Trying to do stuff by coercing picture out of them isn't going to work very well, other than in their favour by further encouraing people to think that conditions are better than they really are....
But, I do really like your barcode / internet code idea.....
If they have to stop battery farming soon anyway, it will just be a little extra zesty encouragement if a law were passed whereby any animal farmer would have to provide a genuine illustrative picture on the packaging.
If they enforced such a law with vegetables, do you think that people would be as ruffled by it, or that folks would be as reluctant to enforce it ?

I know that's a bit of a side note, it was just a random i thought I just had, was all.

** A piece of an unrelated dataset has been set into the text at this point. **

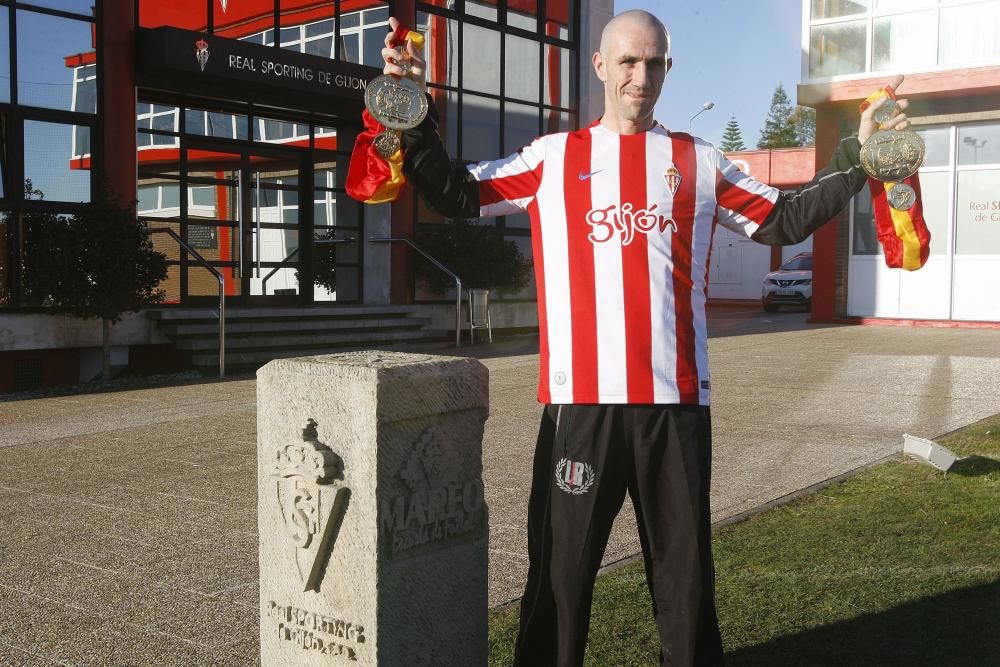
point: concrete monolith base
(373, 526)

I think that people might be surprised to see the big generic fields of organic vegetables, if they thought of pictoral tiny fields in the rural countryside - or whatever (^-~) but, i think the reaction would be less actively ignorant in many cases, less in denial, more open minded and less dismissive maybe.... I think people could accept that much more easily than seeing directly the reality of their animal-derived 'food' products.
ETA: BTW, in case i hadn;t been very clear about it, that last batch of questions, in the post before my last one, about the different aspects of the restaurants and their potentially hefty free range descriptive literature or meaty pictures, were pretty rhetorical.

I'll think about them myself, also.
I reckon the website idea is the way to go, though, rather than having the information directly, given the points we've both been making about the different ways to do it.